The Pacific Coast states enjoy a reputation of being mostly progressive, outdoorsy, and generally more relaxed compared to the rest of the country. Also, it’s weird; Portland’s motto is “Keep Portland Weird.” As the birthplace of Starbucks, the region features a strong coffee shop culture (open mic performances and black java), which can be a good place to sit and get to know the area inhabitants while hiding from the rain. But don’t let the rain discourage you; in addition to boasting a large amount of environmentally friendly cities, the region makes use of many outdoor activities including hiking, surfing, and biking. And you’ll get to experience Cali Mex cooking, which is like Tex Mex with more herbs and vegetables.
If you’re relocating to the Mountain areas, it helps if you like the outdoor life. The mountain areas are famed for their geography spikes – flat plains one minute, giant snow-capped mountains the next, and a variety of hills and dunes in between. And don’t be fooled into thinking that hiking, camping, and skiing dominates the outdoor activities in this area; hunters and fishers will also be at home in the Mountain areas. Thinner air and thicker boots will come into play, but the scenery alone may be worth it.
In all of the areas featured in these blogs, no place seems to prompt greater culture shock than the Midwest states. The Midwest region is famous for referring to “soda” as “pop,” actually experiencing all four of the seasons as Mother Nature intended (Snow! Spring Flowers! Manageable Summers! Honest-to-goodness Fall!), beach trips that involve going to a lake, cheese curds, and so much corn. Don’t be fooled by the stereotypes of the Midwest being sparsely populated by farmers and Native Americans; for all the reasons listed above, the Midwest region remains one of the most unique in the country.
- North Dakota
- South Dakota
The Heartland States make up the area of the U.S. completely landlocked from the Atlantic and Pacific Oceans. Sometimes referred to as the Flyover States, the term refers both to a region considered to be the center of the country and celebrates a culture that embraces values like hard work and simplicity. Those “Amber waves of Grain” we sing about in our National Anthem come from The Heartland.

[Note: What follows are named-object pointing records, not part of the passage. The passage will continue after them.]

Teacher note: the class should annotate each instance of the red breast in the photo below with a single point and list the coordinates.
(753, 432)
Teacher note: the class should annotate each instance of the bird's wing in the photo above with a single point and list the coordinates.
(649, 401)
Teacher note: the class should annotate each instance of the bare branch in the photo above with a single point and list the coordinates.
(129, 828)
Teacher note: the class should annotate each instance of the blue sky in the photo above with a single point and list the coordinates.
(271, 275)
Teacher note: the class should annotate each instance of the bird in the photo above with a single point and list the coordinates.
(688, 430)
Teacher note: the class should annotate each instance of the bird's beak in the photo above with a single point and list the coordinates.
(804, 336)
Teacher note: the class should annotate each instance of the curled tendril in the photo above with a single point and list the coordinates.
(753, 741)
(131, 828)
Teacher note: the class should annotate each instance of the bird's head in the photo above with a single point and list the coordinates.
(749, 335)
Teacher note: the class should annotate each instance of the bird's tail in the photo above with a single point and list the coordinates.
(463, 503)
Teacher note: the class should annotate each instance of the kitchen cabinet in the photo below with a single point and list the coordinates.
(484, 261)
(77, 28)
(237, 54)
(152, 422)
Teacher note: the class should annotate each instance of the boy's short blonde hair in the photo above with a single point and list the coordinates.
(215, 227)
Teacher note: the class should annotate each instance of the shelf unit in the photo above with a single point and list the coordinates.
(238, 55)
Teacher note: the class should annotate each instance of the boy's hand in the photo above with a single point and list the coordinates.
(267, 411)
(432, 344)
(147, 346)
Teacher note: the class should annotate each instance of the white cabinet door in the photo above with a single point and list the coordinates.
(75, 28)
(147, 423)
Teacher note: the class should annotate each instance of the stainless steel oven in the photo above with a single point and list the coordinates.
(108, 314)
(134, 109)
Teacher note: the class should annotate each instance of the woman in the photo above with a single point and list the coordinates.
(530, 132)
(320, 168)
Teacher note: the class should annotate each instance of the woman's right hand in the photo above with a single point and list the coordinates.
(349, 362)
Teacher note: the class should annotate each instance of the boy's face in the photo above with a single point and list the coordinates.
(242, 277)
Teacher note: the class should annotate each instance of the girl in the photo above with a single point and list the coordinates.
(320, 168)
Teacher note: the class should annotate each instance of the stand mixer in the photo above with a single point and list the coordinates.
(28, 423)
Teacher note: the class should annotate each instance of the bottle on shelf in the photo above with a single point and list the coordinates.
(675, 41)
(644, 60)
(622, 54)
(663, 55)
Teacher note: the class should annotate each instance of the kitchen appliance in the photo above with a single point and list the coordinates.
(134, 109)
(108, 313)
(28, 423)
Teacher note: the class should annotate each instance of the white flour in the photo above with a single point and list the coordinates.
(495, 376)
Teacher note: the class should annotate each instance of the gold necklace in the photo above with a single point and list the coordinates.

In the coming weeks, the blog will go in-depth on the culture of each region, providing our readers with a primer about life in these very different parts of the United States.
Editor’s Note: Yes, you’re right, we did not include our breathtaking state of Alaska, our tropical paradise state, Hawaii, or our beloved Puerto Rican territory in the Caribbean. For this article, we focused only on the drive-able states to move to within the nation.